Tanto en su versión para computadora de escritorio como en aplicaciones móviles, Oyster luce un diseño elegante y una tipografía fina que abonan en el propósito de construir la mejor experiencia de lectura, una que define como personal y a la vez comunitaria. En este último aspecto, uno de sus ganchos publicitarios consiste en que el lector invite a sus amigos a unirse a este club y, por cada uno que convenza, obtendrá 15 dólares de crédito para su suscripción. 
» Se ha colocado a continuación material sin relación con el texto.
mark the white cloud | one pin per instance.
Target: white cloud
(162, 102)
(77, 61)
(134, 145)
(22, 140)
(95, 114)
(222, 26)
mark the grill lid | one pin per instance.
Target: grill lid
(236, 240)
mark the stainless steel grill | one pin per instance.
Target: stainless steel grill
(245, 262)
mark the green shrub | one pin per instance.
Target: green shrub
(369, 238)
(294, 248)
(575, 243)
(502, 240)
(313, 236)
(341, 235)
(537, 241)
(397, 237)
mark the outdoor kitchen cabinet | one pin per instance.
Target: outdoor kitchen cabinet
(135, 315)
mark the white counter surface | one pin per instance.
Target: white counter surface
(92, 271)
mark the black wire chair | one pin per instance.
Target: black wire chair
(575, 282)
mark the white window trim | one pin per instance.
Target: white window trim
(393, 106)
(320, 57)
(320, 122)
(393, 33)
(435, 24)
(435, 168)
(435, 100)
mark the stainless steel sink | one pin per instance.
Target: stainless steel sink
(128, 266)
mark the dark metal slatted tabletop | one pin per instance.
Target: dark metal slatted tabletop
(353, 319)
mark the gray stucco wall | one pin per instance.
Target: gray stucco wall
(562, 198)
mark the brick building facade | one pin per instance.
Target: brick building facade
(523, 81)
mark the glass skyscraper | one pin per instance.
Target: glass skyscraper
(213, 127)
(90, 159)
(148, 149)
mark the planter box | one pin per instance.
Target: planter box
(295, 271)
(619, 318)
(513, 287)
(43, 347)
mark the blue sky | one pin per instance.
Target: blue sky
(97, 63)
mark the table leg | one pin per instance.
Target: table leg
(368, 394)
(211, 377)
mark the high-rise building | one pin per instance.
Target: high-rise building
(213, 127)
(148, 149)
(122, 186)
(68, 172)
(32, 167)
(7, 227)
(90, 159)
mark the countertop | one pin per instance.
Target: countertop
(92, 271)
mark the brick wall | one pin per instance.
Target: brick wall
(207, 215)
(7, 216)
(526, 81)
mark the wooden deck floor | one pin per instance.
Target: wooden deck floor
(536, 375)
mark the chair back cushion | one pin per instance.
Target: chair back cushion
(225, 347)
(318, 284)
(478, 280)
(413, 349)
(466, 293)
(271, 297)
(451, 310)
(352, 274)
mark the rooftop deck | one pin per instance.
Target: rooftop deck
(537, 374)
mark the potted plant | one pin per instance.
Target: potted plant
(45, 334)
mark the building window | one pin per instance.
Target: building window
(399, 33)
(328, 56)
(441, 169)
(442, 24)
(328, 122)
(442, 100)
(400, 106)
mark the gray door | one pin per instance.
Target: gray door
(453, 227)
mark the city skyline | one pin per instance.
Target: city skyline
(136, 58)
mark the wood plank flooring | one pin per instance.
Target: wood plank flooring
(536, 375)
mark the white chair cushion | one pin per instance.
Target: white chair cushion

La firma californiana Scribd comenzó con esta estrategia en octubre pasado con un precio ligeramente menor —8.99 dólares al mes y un periodo de prueba gratis de 30 días— que representa un cambio de giro respecto al propósito inicial que le imprimió en 2007 su fundador, Trip Adler (así lo reconoció él mismo en una entrevista publicada por aquellos días en Los Angeles Times).

Scribd nació como un sitio en el que cualquier persona podía compartir todo tipo de documentos al estilo de como se posteaban videos de YouTube en sus inicios: es decir, sin preocuparse mucho por el copyright. Adherirse a la visión de Murdoch hará que el joven Adler capitalice el hecho de ser pionero en los sistemas de suscripción de libros digitales (claro, si convence a sus 80 millones de visitantes de pagar por algo que antes obtenían gratis) y por lo pronto le ahorrará nuevas demandas por violación de derechos autorales.  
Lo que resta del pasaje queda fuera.